President William Ruto inspects a guard of honour during Kenya Defence Forces (KDF) Day celebrations held at the Embakasi Garrison on October 14, 2023. [PSCU]

Mashujaa Day gives President William Ruto a good chance to revisit his bottom-up philosophy. 

Will President Ruto navigate his speech to create a plot of a satisfied and hopeful country befitting heroic celebrations? 

The president will be expected to redefine the bottom-up heroism philosophy he enthusiastically articulated in his 2022 Mashujaa Day speech.

He will need to examine the government’s pass rate on its promises in agriculture, housing, access to credit, universal health care, digital superhighway, rule of law and education. These issues only constituted eight of the president's 20-page speech during the October 2022 Mashujaa celebrations.

Land evictions, amidst domestic and global economic crises are painful. Our eyeballs are bulging for seeing images of Mavoko evictions.
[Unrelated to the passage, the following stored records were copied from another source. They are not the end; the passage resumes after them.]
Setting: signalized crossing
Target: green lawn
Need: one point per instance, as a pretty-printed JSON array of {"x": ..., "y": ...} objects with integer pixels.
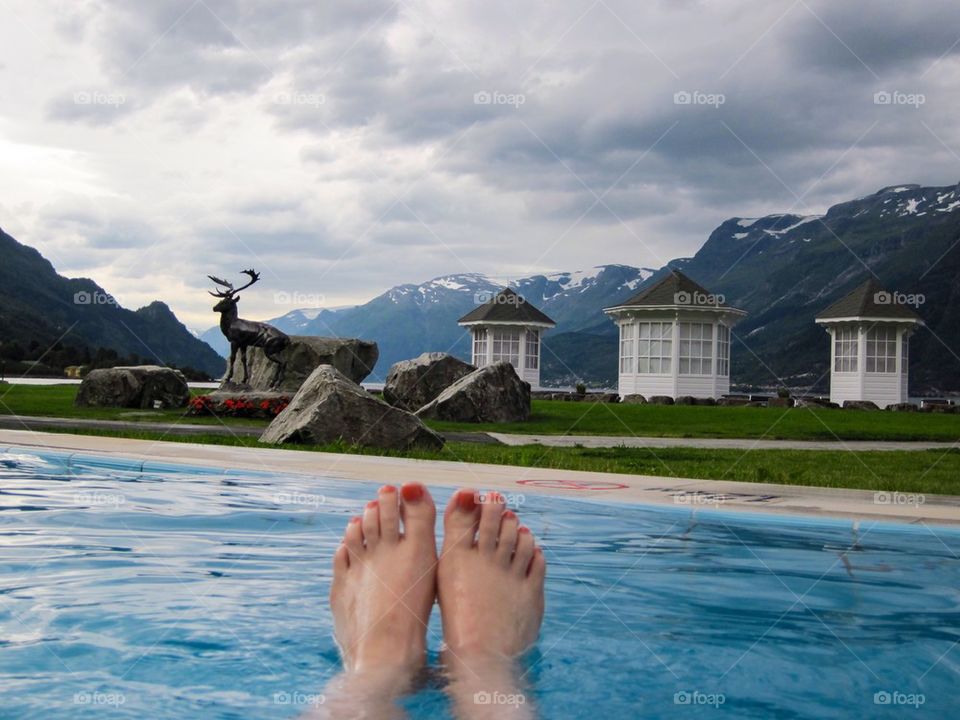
[
  {"x": 554, "y": 417},
  {"x": 928, "y": 472}
]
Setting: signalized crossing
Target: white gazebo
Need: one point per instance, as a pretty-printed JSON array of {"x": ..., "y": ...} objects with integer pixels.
[
  {"x": 675, "y": 340},
  {"x": 869, "y": 345},
  {"x": 507, "y": 327}
]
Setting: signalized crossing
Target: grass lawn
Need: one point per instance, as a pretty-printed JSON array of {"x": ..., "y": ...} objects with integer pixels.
[
  {"x": 927, "y": 472},
  {"x": 555, "y": 417}
]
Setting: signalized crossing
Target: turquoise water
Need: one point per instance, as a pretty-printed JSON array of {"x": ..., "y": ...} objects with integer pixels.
[{"x": 167, "y": 592}]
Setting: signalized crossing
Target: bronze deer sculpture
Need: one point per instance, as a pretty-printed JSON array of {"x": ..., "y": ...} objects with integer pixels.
[{"x": 247, "y": 333}]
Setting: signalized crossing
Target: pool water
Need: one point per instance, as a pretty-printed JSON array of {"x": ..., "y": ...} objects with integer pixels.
[{"x": 143, "y": 590}]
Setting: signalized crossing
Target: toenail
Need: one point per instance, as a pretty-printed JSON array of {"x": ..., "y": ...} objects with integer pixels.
[
  {"x": 466, "y": 501},
  {"x": 412, "y": 492}
]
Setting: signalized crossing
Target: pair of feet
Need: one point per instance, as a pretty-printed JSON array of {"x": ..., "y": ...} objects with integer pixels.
[{"x": 488, "y": 580}]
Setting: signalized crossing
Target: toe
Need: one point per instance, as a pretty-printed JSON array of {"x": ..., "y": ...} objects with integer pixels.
[
  {"x": 418, "y": 512},
  {"x": 353, "y": 538},
  {"x": 460, "y": 520},
  {"x": 492, "y": 509},
  {"x": 371, "y": 523},
  {"x": 389, "y": 514},
  {"x": 341, "y": 560},
  {"x": 508, "y": 537},
  {"x": 538, "y": 568},
  {"x": 524, "y": 552}
]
What will our head of state say regarding these ongoing evictions?

The nation is waiting to hear what happened to the hustler government’s resolve to have “an orderly human society that respects the rights of everybody” and “zero tolerance to inhuman evictions” witnessed in the former regime.

Expectedly, the president will recognise Kenyan marathoner Kelvin Kiptum, who set a world record for men of 2:00:35 early this month. 

The head of state will also be expected to tell the nation if the bottom-up philosophy is still honest enough to endure in practice.

On his first Mashujaa Day in 2022, he congratulated Kenyans for ensuring the August 2022 elections were peaceful. During the 2023 Mashujaa Day, he should commend Kenyans for enduring the hard economic times and all its anecdotal crises.

It will be prudent if the president explains to Kenyans what happened after his government took power and how long they will subsist.

During the last Mashujaa Day, his guest was Mr John Ochieng, a new Ongata Rongai homeowner. The president promised that in future, we would have many beneficiaries of affordable housing scheme like Mr Ochieng, given he (Ochieng) became a homeowner only a month after the hustler administration was installed.

The nation will wait to hear how many new homeowners we have bred in the last 12 months.

Moreover, the nation will expect an update on the Hustler Fund. During the last Mashujaa Day, the head of state promised to launch the fund on December 1, 2022, which he faithfully did. Kenyans would like to get an update on the success level of this project and the future of their savings, which are not fully accessible to them.

The prime promise for the youth during the 2022 Mashujaa Day was the plan to help them enter the global digital economy. The government was poised to invest in the digital superhighway and the creative economy.

Has the government started enabling transformation, productivity and overall competitiveness through universal broadband as promised? How far has the government gone with its plan to lay out an additional 100,000km fibre-optic cable network?

During his first Mashujaa Day, President Ruto promised that all government services would be at the most excellent convenience to citizens “through digitisation and automation of all critical government processes.” If I am not wrong, Kenyans have been complaining over delayed new generation number plates and travel passports.

There are ponderous issues that Dr Ruto promised during the 2022 Mashujaa Day. Some critical matters were mentioned on in a passing in his speech. For example, the president dedicated only 123 words to education issues.

This time, we hope the president will reduce content that addresses external issues because there are still pressing domestic problems on hustlers’ food security, housing, access to credit, universal health care, digital economy, the rule of law and education. We are yet to move, and if we have, it is not too much of a forward.